Another lie. She seemed to do it both readily and well. Before I could contemplate the significance of that, Father spoke again.
“She already spent time with that animal this morning. She told us she took him outside. Silly thing to do in this weather. Isn’t that what the maid is for?” He paused, and when no one commented he added in a rumbling monotone, “Seems just another ploy to avoid her mother and me.”
“Arthur, really,” Mother scolded. I mentally visualized the disapproving glare she no doubt sent him from beneath her lashes, and the blush of embarrassment that stained her complexion to hear my father air family matters in front of others. “It’s obvious she loves that dog. Besides, he wasn’t supposed to be here, and I’m sure Emma doesn’t wish to overburden our tiny staff.”
“Yes, that’s very true,” Mrs. Wharton said eagerly. “Your daughter is a most considerate young woman. I like and admire her very much. You’ve done a splendid job raising her.”
Again, Mr
s. Wharton came to my rescue and deflected questions away from my evidence-hunting activities that morning. I silently applauded her. Whoever dropped that cigarette stub had been careless, and I didn’t wish to inspire our culprit into being more careful.
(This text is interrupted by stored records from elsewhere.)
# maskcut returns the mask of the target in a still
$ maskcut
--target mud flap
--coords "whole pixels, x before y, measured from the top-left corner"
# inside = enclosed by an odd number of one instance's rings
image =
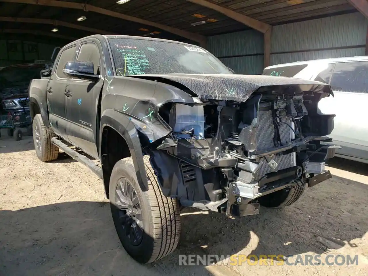
[[[319,183],[323,181],[332,178],[332,176],[331,174],[330,171],[326,171],[324,173],[317,174],[308,180],[308,187],[310,188],[315,186]]]

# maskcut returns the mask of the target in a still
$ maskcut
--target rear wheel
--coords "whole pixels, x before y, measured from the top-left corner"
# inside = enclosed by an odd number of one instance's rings
[[[33,118],[33,141],[37,157],[43,162],[56,159],[59,148],[51,142],[55,135],[46,128],[40,114],[36,114]]]
[[[133,160],[118,161],[110,178],[113,219],[123,246],[134,259],[151,262],[171,253],[180,234],[177,201],[164,197],[149,157],[144,157],[149,189],[142,191]]]
[[[300,180],[296,180],[291,187],[277,191],[257,199],[259,204],[269,208],[282,208],[295,202],[304,191],[304,185]]]

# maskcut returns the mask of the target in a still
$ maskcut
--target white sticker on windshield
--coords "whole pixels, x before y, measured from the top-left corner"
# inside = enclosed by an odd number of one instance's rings
[[[206,51],[205,51],[203,49],[201,49],[200,48],[198,48],[197,47],[191,47],[189,46],[184,46],[184,47],[187,48],[187,49],[188,51],[191,51],[193,52],[200,52],[201,53],[206,53]]]

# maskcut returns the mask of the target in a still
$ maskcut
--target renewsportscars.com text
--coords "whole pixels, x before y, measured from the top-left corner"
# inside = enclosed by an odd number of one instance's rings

“Such a fuss some people make over animals.” Miss Marcus sounded bored as well as drained. Her confrontation with Niccolo must have depleted her energy. “I’ll never understand why any sane person would invite a beast to share their home. Barns and the wilderness are for animals. That and coat collars.”
I believe gasps followed her pronouncement, followed by protests, but the blood roared so loudly in my ears I couldn’t be sure. My pulse points throbbed, and I wanted nothing so much as to charge out of my corner and give the woman a thorough scolding. Only knowing I would receive one in return for eavesdropping held me in place. But I vowed never to leave Patch alone with that woman. Coat collars, indeed.
“Emma?”
At the sound of my name, I gasped and dropped the book I held. It landed on the carpet with a heavy thud, the cover flipping open and the pages riffling. My heart pounded and I was about to stammer out an excuse when I both recognized the voice and saw the speaker step into the library.
“You may come out now,” Mrs. Wharton calmly said, her hands clasped at her waist. “The others have left the drawing room.”
Slowly I vacated my corner, only now realizing I’d pressed so hard against the shelves I’d likely left indentations on my back. “How did you know I was here?”
She grinned. “I followed you from the Stair Hall. I was on the half landing when Niccolo burst out of the billiard room, followed by Josephine. I saw you hasten after them, and I thought perhaps you might need . . .” She shrugged, her grin widening. “I don’t know. Reinforcements? I surmised that you intended spying on them.”